Category Archives: Thermodynamics
The Computational Chemistry Comparison and Benchmark DataBase (CCCBDB) from the National Institute of Standards and Technology (NIST) collects experimental and calculated thermochemistry—related values for 1968 common molecules, constituting a vast source of benchmarks for various kinds of calculations.
In particular, scaling factors for vibrational frequencies are very useful when calculating vibrational spectra. These scaling factors are arranged by levels of theory ranging from HF to MP2, DFT, and multireference methods. These scaling factors are obtained by least squares regression between experimental and calculated frequencies for a set of molecules at a given level of theory.
Aside from vibrational spectroscopy, a large number of structural and energetic properties can be found and estimated for small molecules. A quick formation enthalpy can be calculated from experimental data and then compared to the reported theoretical values at a large number of levels of theory. Moments of inertia, enthalpies, entropies, charges, frontier orbital gaps, and even some odd values or even calculations gone awry are pointed out for you to know if you’re dealing with a particularly problematic system. The CCCB Database includes tutorials and input/output files for performing these kinds of calculations around thermochemistry, making it also a valuable learning resource.
Every computational chemist should be aware of this site, particularly when collaborating with experimentalists or when carrying calculations trying to replicate experimental data.

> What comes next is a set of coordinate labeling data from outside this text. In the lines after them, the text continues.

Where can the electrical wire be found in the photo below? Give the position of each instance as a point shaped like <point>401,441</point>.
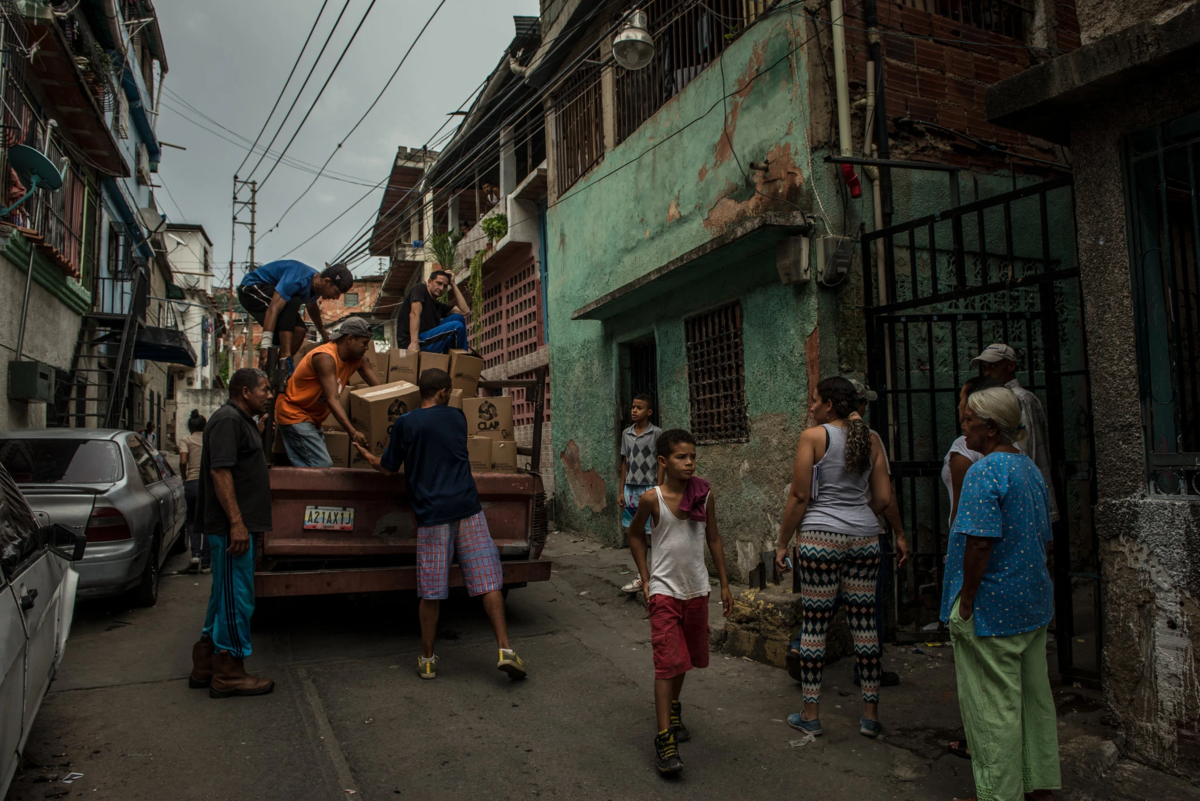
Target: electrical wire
<point>323,88</point>
<point>303,86</point>
<point>355,127</point>
<point>286,83</point>
<point>244,145</point>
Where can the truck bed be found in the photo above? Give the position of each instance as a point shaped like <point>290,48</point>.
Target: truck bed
<point>378,550</point>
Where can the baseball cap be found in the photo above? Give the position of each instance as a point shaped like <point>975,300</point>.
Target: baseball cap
<point>862,391</point>
<point>340,275</point>
<point>995,353</point>
<point>352,326</point>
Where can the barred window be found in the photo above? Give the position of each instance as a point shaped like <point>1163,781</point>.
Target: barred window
<point>1003,17</point>
<point>717,375</point>
<point>579,125</point>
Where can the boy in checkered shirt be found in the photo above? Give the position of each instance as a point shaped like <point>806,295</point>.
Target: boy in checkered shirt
<point>640,470</point>
<point>431,443</point>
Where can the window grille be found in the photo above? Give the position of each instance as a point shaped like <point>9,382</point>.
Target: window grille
<point>688,36</point>
<point>717,375</point>
<point>1003,17</point>
<point>579,125</point>
<point>1162,180</point>
<point>121,116</point>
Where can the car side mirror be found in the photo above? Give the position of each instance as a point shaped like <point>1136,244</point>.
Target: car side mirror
<point>65,541</point>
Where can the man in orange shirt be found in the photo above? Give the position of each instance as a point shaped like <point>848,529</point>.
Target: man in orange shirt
<point>313,390</point>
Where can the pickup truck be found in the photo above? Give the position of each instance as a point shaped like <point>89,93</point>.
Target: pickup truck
<point>351,530</point>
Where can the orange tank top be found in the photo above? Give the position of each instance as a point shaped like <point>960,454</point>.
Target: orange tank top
<point>305,399</point>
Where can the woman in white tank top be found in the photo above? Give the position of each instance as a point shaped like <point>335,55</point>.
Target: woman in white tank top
<point>839,550</point>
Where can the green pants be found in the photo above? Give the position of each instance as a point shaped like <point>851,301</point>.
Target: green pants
<point>1007,711</point>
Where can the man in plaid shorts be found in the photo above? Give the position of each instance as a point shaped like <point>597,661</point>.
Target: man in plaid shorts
<point>431,443</point>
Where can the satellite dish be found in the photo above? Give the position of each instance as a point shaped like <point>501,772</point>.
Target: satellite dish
<point>151,220</point>
<point>633,47</point>
<point>33,166</point>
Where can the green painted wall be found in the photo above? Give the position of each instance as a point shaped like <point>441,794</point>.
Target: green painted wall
<point>673,186</point>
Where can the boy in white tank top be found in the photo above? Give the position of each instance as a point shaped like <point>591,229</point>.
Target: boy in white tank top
<point>683,518</point>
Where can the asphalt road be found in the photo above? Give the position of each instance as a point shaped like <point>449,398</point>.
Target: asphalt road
<point>351,718</point>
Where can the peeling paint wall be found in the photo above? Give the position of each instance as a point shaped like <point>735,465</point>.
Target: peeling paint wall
<point>1150,543</point>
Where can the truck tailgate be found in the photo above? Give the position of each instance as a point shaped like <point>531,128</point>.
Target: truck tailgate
<point>383,523</point>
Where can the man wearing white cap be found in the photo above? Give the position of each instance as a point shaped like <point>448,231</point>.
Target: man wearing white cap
<point>999,362</point>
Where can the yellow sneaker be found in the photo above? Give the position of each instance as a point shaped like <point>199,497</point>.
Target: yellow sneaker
<point>511,664</point>
<point>427,669</point>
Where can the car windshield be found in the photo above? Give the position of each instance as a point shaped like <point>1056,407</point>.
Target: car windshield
<point>61,461</point>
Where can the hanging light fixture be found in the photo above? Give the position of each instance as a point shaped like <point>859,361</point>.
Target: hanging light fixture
<point>633,47</point>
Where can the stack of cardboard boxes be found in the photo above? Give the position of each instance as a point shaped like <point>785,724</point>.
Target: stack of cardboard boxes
<point>490,441</point>
<point>373,409</point>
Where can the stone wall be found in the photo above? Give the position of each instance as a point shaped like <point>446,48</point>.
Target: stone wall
<point>1150,543</point>
<point>205,401</point>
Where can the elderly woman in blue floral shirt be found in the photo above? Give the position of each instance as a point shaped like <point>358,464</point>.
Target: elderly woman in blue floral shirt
<point>997,600</point>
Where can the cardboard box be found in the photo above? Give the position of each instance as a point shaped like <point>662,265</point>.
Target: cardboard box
<point>305,347</point>
<point>378,360</point>
<point>402,366</point>
<point>337,443</point>
<point>465,372</point>
<point>358,462</point>
<point>489,416</point>
<point>436,361</point>
<point>479,451</point>
<point>504,456</point>
<point>375,409</point>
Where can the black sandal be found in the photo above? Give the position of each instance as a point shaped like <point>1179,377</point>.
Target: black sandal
<point>960,748</point>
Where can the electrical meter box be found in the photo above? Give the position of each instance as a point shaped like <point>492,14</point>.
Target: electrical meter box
<point>30,381</point>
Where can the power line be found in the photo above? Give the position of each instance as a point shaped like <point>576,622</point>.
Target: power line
<point>244,145</point>
<point>286,83</point>
<point>307,78</point>
<point>323,86</point>
<point>371,108</point>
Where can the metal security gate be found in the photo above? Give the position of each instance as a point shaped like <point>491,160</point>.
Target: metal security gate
<point>937,290</point>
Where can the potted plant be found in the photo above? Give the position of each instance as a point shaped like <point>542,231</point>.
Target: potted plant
<point>495,227</point>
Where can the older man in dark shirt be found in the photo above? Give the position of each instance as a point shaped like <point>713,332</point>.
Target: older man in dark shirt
<point>234,501</point>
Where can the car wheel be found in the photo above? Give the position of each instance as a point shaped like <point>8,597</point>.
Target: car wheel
<point>147,592</point>
<point>180,542</point>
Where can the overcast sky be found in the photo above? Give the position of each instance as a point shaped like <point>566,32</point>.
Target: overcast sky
<point>229,58</point>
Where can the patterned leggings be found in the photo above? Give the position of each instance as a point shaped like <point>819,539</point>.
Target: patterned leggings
<point>831,561</point>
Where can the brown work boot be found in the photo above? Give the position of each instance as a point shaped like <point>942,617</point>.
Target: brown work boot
<point>202,663</point>
<point>229,678</point>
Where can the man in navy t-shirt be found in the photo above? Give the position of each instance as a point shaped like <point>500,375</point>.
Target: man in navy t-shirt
<point>431,444</point>
<point>274,293</point>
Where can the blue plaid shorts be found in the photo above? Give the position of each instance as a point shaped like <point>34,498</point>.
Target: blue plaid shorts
<point>478,555</point>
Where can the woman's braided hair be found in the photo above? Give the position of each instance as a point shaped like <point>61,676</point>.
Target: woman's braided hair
<point>841,395</point>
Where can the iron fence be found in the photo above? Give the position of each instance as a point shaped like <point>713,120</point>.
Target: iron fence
<point>688,36</point>
<point>1163,176</point>
<point>995,270</point>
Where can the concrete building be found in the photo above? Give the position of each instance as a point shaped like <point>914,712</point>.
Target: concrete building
<point>1126,104</point>
<point>91,258</point>
<point>190,252</point>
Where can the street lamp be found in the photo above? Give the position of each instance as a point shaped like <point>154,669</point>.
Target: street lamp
<point>633,47</point>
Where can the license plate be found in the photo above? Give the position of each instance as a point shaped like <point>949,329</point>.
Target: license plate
<point>329,518</point>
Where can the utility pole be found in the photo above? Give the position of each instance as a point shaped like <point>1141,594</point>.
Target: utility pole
<point>241,206</point>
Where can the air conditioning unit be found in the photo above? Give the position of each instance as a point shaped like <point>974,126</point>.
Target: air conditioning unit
<point>30,381</point>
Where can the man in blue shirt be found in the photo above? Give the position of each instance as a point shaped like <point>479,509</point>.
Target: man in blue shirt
<point>431,443</point>
<point>274,293</point>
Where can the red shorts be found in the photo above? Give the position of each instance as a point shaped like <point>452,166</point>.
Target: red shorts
<point>678,634</point>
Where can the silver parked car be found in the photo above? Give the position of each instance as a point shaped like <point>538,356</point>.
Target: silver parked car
<point>37,588</point>
<point>111,485</point>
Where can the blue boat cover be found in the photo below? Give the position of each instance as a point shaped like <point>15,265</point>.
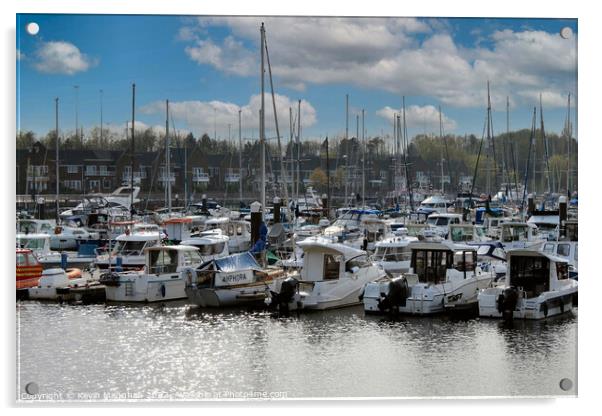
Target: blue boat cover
<point>235,262</point>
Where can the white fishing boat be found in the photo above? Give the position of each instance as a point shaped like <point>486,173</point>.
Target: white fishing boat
<point>333,276</point>
<point>163,277</point>
<point>443,275</point>
<point>128,250</point>
<point>516,235</point>
<point>537,286</point>
<point>39,244</point>
<point>211,246</point>
<point>68,238</point>
<point>233,280</point>
<point>54,285</point>
<point>393,254</point>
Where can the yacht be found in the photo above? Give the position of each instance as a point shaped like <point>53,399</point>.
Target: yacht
<point>333,276</point>
<point>163,278</point>
<point>537,286</point>
<point>393,254</point>
<point>442,275</point>
<point>128,250</point>
<point>232,281</point>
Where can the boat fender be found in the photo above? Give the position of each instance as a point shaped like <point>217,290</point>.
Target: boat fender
<point>544,309</point>
<point>396,296</point>
<point>509,303</point>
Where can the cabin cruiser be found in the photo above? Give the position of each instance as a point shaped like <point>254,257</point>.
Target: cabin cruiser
<point>40,245</point>
<point>163,278</point>
<point>31,226</point>
<point>69,238</point>
<point>434,203</point>
<point>466,233</point>
<point>333,276</point>
<point>393,254</point>
<point>515,234</point>
<point>238,232</point>
<point>211,246</point>
<point>232,281</point>
<point>128,251</point>
<point>547,223</point>
<point>537,286</point>
<point>441,222</point>
<point>54,284</point>
<point>442,275</point>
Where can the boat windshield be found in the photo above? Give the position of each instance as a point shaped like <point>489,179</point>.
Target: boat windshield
<point>437,221</point>
<point>31,243</point>
<point>128,248</point>
<point>392,254</point>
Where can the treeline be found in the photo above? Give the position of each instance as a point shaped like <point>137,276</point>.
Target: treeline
<point>504,158</point>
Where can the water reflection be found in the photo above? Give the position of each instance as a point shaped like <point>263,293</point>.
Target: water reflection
<point>182,351</point>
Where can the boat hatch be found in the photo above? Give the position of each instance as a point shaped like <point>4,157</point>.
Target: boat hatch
<point>531,274</point>
<point>431,265</point>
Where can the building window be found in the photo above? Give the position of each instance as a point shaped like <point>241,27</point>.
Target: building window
<point>72,168</point>
<point>91,170</point>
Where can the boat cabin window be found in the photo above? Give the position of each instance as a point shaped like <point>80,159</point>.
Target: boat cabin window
<point>431,265</point>
<point>190,258</point>
<point>531,273</point>
<point>331,267</point>
<point>571,231</point>
<point>562,271</point>
<point>465,261</point>
<point>358,261</point>
<point>516,233</point>
<point>563,250</point>
<point>128,247</point>
<point>163,261</point>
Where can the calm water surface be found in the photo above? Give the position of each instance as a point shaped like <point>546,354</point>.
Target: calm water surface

The vastness of the site calls for a long dive to explore their possibilities and capabilities for more accurate calculations.
Statistical Mechanics is the bridge between microscopic calculations and thermodynamics of a particle ensemble. By means of calculating a partition function divided in electronic, rotational, translational and vibrational functions, one can calculate all thermodynamic functions required to fully characterize a chemical reaction. From these functions, the vibrational contribution, together with the electronic contribution, is the key element to getting thermodynamic functions.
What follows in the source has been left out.